Search Unity

  1. Welcome to the Unity Forums! Please take the time to read our Code of Conduct to familiarize yourself with the forum rules and how to post constructively.
  2. Dismiss Notice

How To Optimize a Unity Game

Discussion in 'General Discussion' started by GameDevSA, Oct 24, 2021.

  1. hippocoder

    hippocoder

    Digital Ape Moderator

    Joined:
    Apr 11, 2010
    Posts:
    29,723
    This is great for single thread but when it comes to a lot of threads all competing with each other, from all kinds of places in the source, it probably won't work as well without traffic management + the overhead that inevitably must bring.
     
  2. JooleanLogic

    JooleanLogic

    Joined:
    Mar 1, 2018
    Posts:
    447
    Yes this is absolutely only for single thread as in reality, you have to lock the component arrays against changes during system updates. It's not an alternate approach for ecs, just for single threaded GameObject/MonoBehaviour land.
     
  3. hippocoder

    hippocoder

    Digital Ape Moderator

    Joined:
    Apr 11, 2010
    Posts:
    29,723
    It's a good bit of code to demonstrate an idea, to be honest I didn't think anyone would try :)
     
  4. neginfinity

    neginfinity

    Joined:
    Jan 27, 2013
    Posts:
    13,321
    You know, I'm pretty sure you can operate on the stored values directly without creating a temporary copy with get/set if you enable unsafe mode.

    Code (csharp):
    1.  
    2. static unsafe void update(SinWaveMotionComponent *comp){
    3. }
    4.  
    You'll need to use an array for storage and not a list this way, though.
     
  5. JooleanLogic

    JooleanLogic

    Joined:
    Mar 1, 2018
    Posts:
    447
    Blame Arowx. :)
    Yes you could but that wasn't a concern for the purpose of this demonstration.
    Are there any consequences to using unsafe in Unity? Does it play any role in terms of publishing your game?
     
    hippocoder likes this.
  6. Arowx

    Arowx

    Joined:
    Nov 12, 2009
    Posts:
    8,194
    Thank you for this great example of my concept.

    unsafe should not make any difference as Unity is written in C/C++ which by default is 'unsafe'.

    Think of it like taking the stabilisers off your first bike it's fine as long as you don't fall off.

    I think you could improve this section by using the Burst and Mathermatics features e.g. float3 and [BurstCompile] tags

    Code (CSharp):
    1.  
    2. for (int i = 0; i < components.Count; i++) {
    3.             var c = components[i];
    4.  
    5.             c.angle += 360 * c.rotationsPerSecond * dt;
    6.             c.angle %= 360;
    7.             float sin = Mathf.Sin(c.angle * Mathf.Deg2Rad);
    8.  
    9.             Vector3 position = c.transform.position; // you access the transform twice you should get a reference to it once and use it twice.
    10.             position.y = sin * c.radius;
    11.             c.transform.position = position; // ditto
    12.  
    13.             components[i] = c;
    14.         }

    Also your using an Array of Structs which is not as performant as a Struct of Arrays.

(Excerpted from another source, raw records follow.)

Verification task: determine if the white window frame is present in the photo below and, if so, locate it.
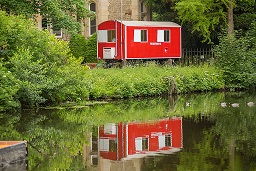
[98,30,108,42]
[134,29,148,42]
[89,2,97,36]
[157,30,171,42]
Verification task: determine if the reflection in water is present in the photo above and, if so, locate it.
[85,117,182,170]
[0,92,256,171]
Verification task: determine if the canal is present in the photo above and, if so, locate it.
[0,92,256,171]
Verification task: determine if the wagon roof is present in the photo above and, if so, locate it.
[118,20,181,27]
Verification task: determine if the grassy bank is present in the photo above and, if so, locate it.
[85,64,224,99]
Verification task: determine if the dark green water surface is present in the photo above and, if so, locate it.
[0,92,256,171]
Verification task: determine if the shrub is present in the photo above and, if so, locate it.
[69,33,97,63]
[69,34,87,60]
[0,12,89,107]
[214,28,256,89]
[84,33,97,63]
[0,63,20,112]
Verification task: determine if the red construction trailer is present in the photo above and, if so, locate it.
[98,117,183,160]
[98,20,181,61]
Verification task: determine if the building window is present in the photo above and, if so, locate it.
[42,18,48,30]
[158,134,172,149]
[135,137,149,151]
[89,3,96,35]
[109,139,117,152]
[98,30,116,42]
[165,134,172,147]
[157,30,170,42]
[100,138,117,152]
[140,2,145,13]
[134,30,148,42]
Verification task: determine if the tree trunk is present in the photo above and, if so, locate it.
[228,0,234,35]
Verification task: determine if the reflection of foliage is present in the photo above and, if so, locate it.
[177,132,228,170]
[0,113,21,141]
[215,93,256,157]
[0,93,256,170]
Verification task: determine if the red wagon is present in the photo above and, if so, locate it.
[97,20,182,61]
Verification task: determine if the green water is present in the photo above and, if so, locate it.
[0,92,256,171]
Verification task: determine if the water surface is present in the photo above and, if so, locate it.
[0,92,256,171]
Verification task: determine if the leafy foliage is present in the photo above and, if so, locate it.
[175,0,226,42]
[214,24,256,88]
[69,33,97,63]
[84,33,97,63]
[86,64,224,98]
[0,63,20,112]
[0,12,89,107]
[69,34,86,60]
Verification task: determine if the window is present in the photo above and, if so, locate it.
[100,138,117,152]
[157,30,170,42]
[165,135,172,147]
[109,140,117,152]
[98,30,116,42]
[135,137,149,151]
[158,134,172,149]
[134,30,148,42]
[108,30,116,42]
[89,3,96,35]
[42,18,48,30]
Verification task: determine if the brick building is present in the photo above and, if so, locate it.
[34,0,151,40]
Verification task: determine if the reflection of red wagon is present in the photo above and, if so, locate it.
[99,118,182,160]
[98,20,181,64]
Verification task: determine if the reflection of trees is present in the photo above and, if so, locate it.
[214,102,256,170]
[0,93,256,170]
[177,131,228,170]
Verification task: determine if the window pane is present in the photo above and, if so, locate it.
[108,30,116,42]
[109,140,117,152]
[165,135,172,147]
[141,30,148,42]
[142,138,148,151]
[134,30,141,42]
[98,30,108,42]
[90,3,96,12]
[164,30,170,42]
[157,30,164,42]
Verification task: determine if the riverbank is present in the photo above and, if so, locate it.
[85,64,225,99]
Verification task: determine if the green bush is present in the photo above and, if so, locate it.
[0,63,20,112]
[69,34,87,60]
[85,65,224,98]
[69,33,97,63]
[214,28,256,89]
[0,12,89,107]
[84,33,97,63]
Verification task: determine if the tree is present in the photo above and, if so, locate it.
[0,0,93,32]
[147,0,256,43]
[175,0,227,42]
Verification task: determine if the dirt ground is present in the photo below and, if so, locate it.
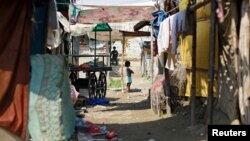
[86,61,205,141]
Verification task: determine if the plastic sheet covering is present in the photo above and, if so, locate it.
[0,0,32,140]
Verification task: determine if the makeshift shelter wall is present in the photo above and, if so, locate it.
[0,0,33,140]
[180,0,218,97]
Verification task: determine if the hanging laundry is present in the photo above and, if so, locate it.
[171,9,193,54]
[0,0,33,141]
[157,15,175,66]
[152,10,167,38]
[49,0,59,30]
[28,54,75,141]
[157,15,175,53]
[69,4,79,25]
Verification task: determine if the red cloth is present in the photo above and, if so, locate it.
[0,0,32,140]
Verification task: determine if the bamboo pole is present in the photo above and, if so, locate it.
[150,26,154,84]
[190,0,197,125]
[121,33,125,93]
[206,0,216,125]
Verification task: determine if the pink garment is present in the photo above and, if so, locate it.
[157,15,175,53]
[157,15,175,66]
[70,84,79,100]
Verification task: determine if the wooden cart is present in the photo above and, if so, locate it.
[70,23,112,99]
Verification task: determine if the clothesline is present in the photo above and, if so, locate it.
[166,6,179,13]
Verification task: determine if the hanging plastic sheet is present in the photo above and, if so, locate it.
[0,0,32,140]
[77,7,154,24]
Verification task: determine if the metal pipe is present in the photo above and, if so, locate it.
[121,33,125,93]
[206,0,216,125]
[109,31,112,66]
[190,0,197,125]
[150,26,154,84]
[94,31,96,66]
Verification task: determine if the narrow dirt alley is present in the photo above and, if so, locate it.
[85,61,205,141]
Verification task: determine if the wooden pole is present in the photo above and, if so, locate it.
[150,26,154,84]
[121,33,125,93]
[190,0,197,125]
[206,0,216,125]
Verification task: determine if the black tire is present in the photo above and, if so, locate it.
[88,73,97,99]
[97,72,107,98]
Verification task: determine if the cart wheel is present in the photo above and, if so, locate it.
[98,72,107,98]
[88,73,97,99]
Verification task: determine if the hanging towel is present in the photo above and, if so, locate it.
[171,9,192,54]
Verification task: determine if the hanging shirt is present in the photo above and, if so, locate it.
[171,9,192,54]
[157,15,175,53]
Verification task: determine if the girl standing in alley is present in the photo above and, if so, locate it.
[125,61,134,92]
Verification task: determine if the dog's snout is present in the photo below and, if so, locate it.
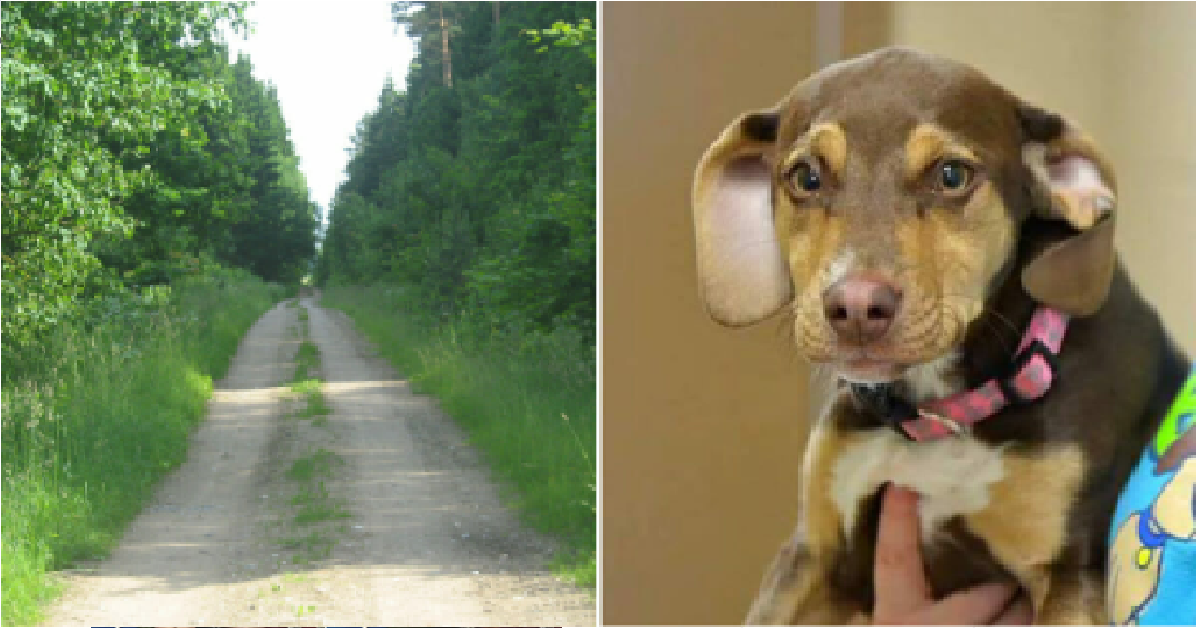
[823,276,902,345]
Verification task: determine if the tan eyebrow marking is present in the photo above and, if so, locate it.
[786,122,846,179]
[904,124,979,181]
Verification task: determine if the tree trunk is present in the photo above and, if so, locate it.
[438,2,454,88]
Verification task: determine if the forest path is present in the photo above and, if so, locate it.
[47,299,596,626]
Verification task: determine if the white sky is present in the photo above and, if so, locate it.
[226,0,414,217]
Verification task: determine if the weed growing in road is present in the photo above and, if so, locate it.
[278,309,350,564]
[0,276,282,626]
[323,286,596,585]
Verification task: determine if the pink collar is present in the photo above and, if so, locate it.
[851,307,1070,441]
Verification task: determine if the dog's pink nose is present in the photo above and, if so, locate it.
[822,276,901,345]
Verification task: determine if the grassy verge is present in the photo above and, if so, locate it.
[323,287,596,586]
[0,276,282,626]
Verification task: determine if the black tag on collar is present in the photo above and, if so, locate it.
[850,384,919,441]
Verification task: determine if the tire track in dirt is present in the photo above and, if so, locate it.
[47,299,595,626]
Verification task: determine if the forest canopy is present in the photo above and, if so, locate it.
[0,2,319,357]
[317,2,596,341]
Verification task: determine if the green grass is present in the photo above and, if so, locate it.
[0,272,282,626]
[322,287,596,586]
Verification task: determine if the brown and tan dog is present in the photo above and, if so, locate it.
[692,48,1188,623]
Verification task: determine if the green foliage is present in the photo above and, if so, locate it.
[0,271,282,626]
[323,286,596,584]
[317,2,596,342]
[0,2,317,351]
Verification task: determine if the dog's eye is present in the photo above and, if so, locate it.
[937,160,974,192]
[791,161,821,195]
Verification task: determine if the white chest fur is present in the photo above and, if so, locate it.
[830,427,1004,543]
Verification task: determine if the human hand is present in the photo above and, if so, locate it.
[874,486,1033,626]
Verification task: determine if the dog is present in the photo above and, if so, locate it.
[692,48,1189,624]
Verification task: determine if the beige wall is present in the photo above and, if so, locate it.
[601,2,814,624]
[892,2,1196,355]
[601,2,1195,624]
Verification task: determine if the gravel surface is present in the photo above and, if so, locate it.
[47,299,596,626]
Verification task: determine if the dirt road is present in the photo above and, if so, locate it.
[47,299,595,626]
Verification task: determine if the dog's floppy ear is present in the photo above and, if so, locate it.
[1019,106,1116,316]
[691,110,792,325]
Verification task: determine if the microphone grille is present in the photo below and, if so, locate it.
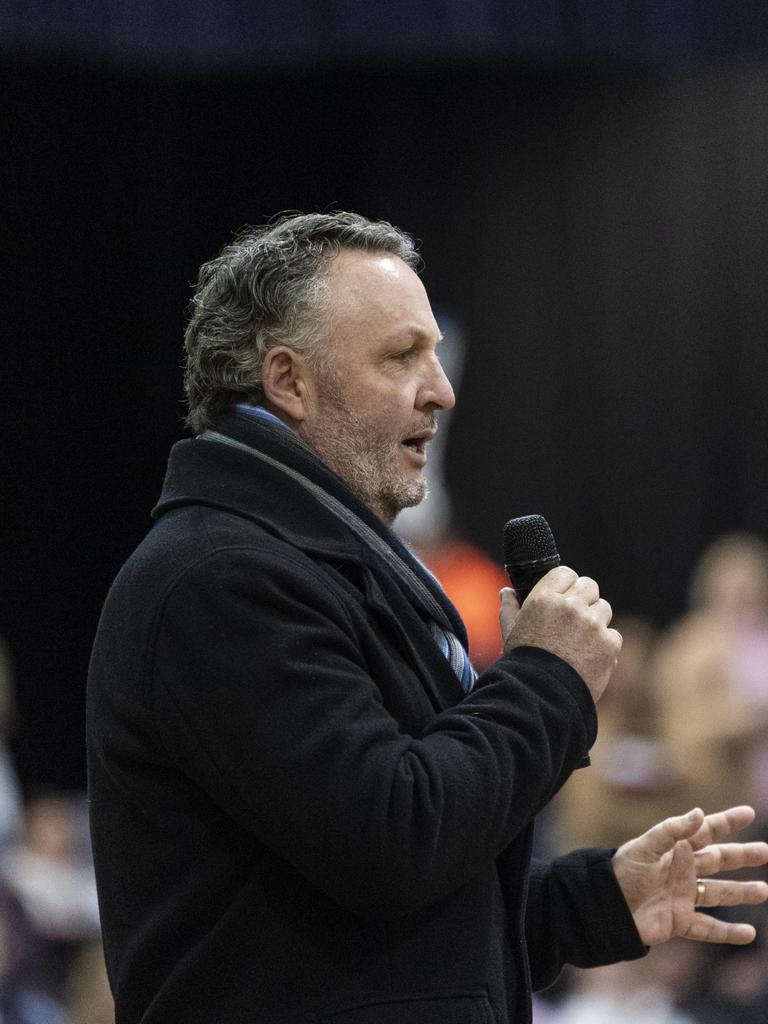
[504,515,557,565]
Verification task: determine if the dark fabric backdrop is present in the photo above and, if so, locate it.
[0,0,768,71]
[6,58,768,784]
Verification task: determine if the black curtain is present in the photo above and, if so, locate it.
[6,59,768,785]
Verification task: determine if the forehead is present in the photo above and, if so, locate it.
[328,250,439,341]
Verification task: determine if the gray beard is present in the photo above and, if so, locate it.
[299,371,427,525]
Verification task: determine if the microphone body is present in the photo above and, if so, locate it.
[504,515,560,604]
[504,515,591,768]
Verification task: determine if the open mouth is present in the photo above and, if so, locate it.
[400,427,436,455]
[400,437,427,455]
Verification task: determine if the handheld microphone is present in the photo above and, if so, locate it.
[504,515,560,604]
[504,515,591,768]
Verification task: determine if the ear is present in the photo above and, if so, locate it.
[261,345,311,426]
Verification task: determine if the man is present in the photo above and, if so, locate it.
[88,213,768,1024]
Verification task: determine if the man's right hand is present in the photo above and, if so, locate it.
[499,565,622,700]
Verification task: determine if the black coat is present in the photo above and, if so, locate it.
[88,416,643,1024]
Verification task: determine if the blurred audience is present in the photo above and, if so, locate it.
[550,615,682,853]
[0,886,66,1024]
[0,794,100,998]
[534,940,708,1024]
[66,942,115,1024]
[654,534,768,822]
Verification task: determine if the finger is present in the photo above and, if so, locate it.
[685,913,757,946]
[632,807,703,861]
[690,804,755,850]
[568,577,607,605]
[530,565,579,594]
[696,879,768,906]
[694,843,768,878]
[499,587,520,643]
[608,630,624,658]
[590,597,613,626]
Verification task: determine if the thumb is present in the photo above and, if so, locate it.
[637,807,705,859]
[499,587,520,644]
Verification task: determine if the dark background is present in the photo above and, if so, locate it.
[0,0,768,786]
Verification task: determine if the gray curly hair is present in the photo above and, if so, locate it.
[184,211,420,432]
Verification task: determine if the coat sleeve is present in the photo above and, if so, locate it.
[525,849,648,990]
[145,546,596,920]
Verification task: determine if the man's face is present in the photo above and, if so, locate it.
[298,245,454,523]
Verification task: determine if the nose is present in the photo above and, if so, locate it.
[419,357,456,409]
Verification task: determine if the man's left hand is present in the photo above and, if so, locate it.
[613,807,768,946]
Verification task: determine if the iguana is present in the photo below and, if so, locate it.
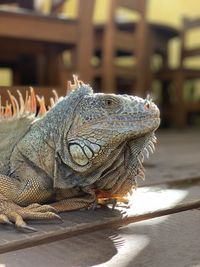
[0,77,160,230]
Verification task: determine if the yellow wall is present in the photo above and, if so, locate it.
[0,0,200,84]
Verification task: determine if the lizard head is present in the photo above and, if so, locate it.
[60,77,160,176]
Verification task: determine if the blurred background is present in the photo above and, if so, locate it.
[0,0,200,128]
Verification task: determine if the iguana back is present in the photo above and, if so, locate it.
[0,116,34,174]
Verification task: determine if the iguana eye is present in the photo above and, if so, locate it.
[105,99,113,106]
[103,97,119,108]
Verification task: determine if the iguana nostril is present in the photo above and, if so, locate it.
[144,103,150,109]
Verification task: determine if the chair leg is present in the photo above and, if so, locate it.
[174,73,187,128]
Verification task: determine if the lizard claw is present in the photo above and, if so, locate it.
[0,199,62,232]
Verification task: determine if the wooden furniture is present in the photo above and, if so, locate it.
[94,0,148,95]
[0,0,95,86]
[155,18,200,128]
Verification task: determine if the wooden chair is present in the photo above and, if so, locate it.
[93,0,150,96]
[0,0,95,87]
[155,18,200,128]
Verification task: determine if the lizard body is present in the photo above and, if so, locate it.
[0,78,160,230]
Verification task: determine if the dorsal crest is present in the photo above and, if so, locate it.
[0,75,92,121]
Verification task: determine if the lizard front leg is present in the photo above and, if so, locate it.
[0,174,60,231]
[51,187,96,212]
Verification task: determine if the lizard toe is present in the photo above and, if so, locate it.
[27,203,58,213]
[0,214,13,225]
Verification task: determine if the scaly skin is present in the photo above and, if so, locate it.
[0,78,160,230]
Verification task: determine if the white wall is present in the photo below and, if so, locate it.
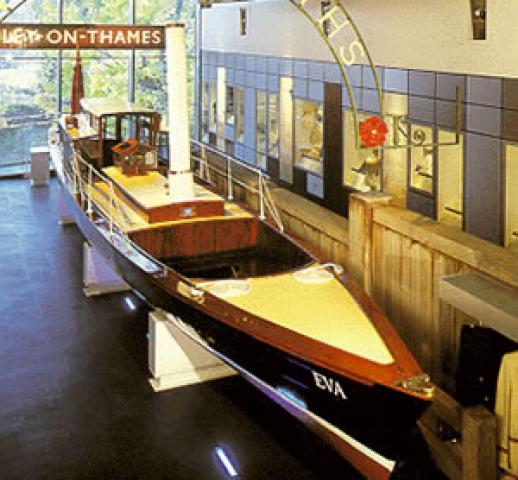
[203,0,518,78]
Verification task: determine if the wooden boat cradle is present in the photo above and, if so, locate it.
[55,142,431,399]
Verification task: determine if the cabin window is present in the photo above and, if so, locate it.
[239,8,248,37]
[268,93,279,158]
[208,83,218,133]
[295,100,324,176]
[255,91,266,169]
[437,130,464,228]
[343,109,381,192]
[409,124,435,195]
[201,82,210,143]
[225,86,236,125]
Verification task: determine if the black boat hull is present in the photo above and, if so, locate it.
[59,186,434,478]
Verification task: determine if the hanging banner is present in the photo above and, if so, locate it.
[0,23,165,50]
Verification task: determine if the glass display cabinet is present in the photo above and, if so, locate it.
[437,130,464,228]
[504,143,518,253]
[255,91,267,170]
[409,125,435,195]
[294,99,324,177]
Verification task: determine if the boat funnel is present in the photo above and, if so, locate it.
[166,23,194,202]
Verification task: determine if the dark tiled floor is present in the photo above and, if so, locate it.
[0,180,366,480]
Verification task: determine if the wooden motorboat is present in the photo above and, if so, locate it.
[51,21,433,479]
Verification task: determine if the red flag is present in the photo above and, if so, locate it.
[70,45,85,114]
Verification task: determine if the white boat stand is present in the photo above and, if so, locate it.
[83,242,131,297]
[148,310,237,392]
[58,184,76,227]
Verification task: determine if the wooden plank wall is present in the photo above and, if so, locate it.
[202,153,349,268]
[349,194,518,390]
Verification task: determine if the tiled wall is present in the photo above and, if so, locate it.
[202,51,518,243]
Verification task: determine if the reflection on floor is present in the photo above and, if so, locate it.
[0,179,359,480]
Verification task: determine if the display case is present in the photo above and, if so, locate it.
[342,109,381,192]
[234,87,245,143]
[294,99,324,177]
[255,91,267,170]
[225,85,236,125]
[268,93,279,158]
[409,124,435,195]
[437,130,464,228]
[279,77,293,184]
[504,143,518,253]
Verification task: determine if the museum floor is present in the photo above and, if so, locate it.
[0,179,368,480]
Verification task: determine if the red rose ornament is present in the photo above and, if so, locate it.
[360,116,388,147]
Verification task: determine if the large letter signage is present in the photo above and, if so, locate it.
[0,23,165,50]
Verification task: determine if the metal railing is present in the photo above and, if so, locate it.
[191,140,284,232]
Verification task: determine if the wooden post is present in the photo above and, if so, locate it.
[462,405,497,480]
[349,192,392,295]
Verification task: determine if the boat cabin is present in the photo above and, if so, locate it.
[70,98,161,169]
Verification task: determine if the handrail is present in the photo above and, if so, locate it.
[191,139,284,232]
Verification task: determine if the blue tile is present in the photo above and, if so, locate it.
[383,68,408,93]
[268,57,279,75]
[255,56,268,73]
[234,54,246,70]
[345,65,362,87]
[361,89,380,113]
[324,62,342,83]
[466,75,502,107]
[279,58,293,76]
[306,172,324,198]
[234,143,245,160]
[293,78,308,98]
[226,68,234,86]
[225,53,234,68]
[437,73,466,101]
[308,62,324,81]
[362,65,383,89]
[246,55,256,72]
[293,60,308,78]
[268,75,279,92]
[408,70,436,97]
[408,96,435,123]
[466,103,502,137]
[308,80,324,103]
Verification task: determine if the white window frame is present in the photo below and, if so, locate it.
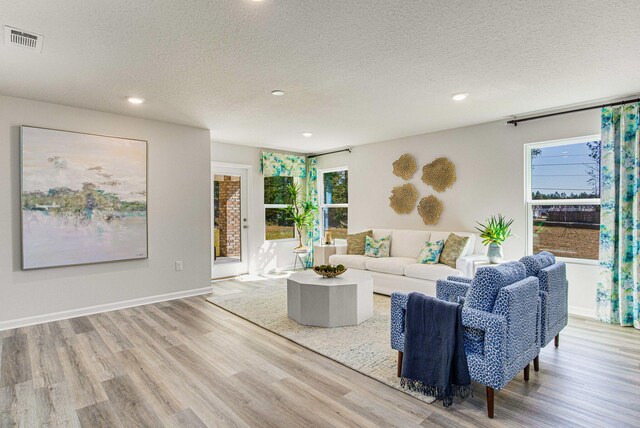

    Set it up as a Job and you would have basic Multi-threading.

    But as your just using a sine function within a range you should really generate a sine array with sufficient resolution and then you could use the nearest value and you could calculate this based on the display size in pixels and some upper threshold e.g. 3600 entries 360.0 max resolution.

    PS 360 radians = 2 * PI so you can just swap 2 * PI for 360 and remove the Mathf.Deg2Rad and have a radians sine array lookup table.
     
    Last edited: Nov 2, 2021
    JooleanLogic likes this.
  7. neginfinity

    neginfinity

    Joined:
    Jan 27, 2013
    Posts:
    13,321
    The effects of "unsafe" code are undocumented. The manual simply doesn't talk about it, as far as I'm aware.
     
    JooleanLogic likes this.
  8. JooleanLogic

    JooleanLogic

    Joined:
    Mar 1, 2018
    Posts:
    447
    Good grief, my apologies to all for not optimising my conceptual code which isn't being used by anyone anywhere. :rolleyes::)
    What does that mean in the context of this design and how would you achieve it? I'm not familiar with SoA other than briefly looking it up now.
    The simplicity of this design is quite cool but it only operates on individual components. I.e. It can't align multiple components in the same query like ecs can.
    E.g. CompA.Components and CompB.Components do not align.
    So you can't split components you want to operate on into more atomic types for SoA (if my understanding is correct). Not in any generic way that I can see anyway.
    Thanks. I'd steered clear of this due to a vague memory that it had publishing consequences on mobile for some reason. Good to know the gloves can come off.
     
  9. neginfinity

    neginfinity

    Joined:
    Jan 27, 2013
    Posts:
    13,321
    In concept of this design it means you'll skip creating the temporary copy. The idea was to make the things cacheable, as far as I can tell, and since it is a struct, the value is going to be on the stack. So the quesiton is whether pulling the value repeatedly on the stack is going to have any performance impact.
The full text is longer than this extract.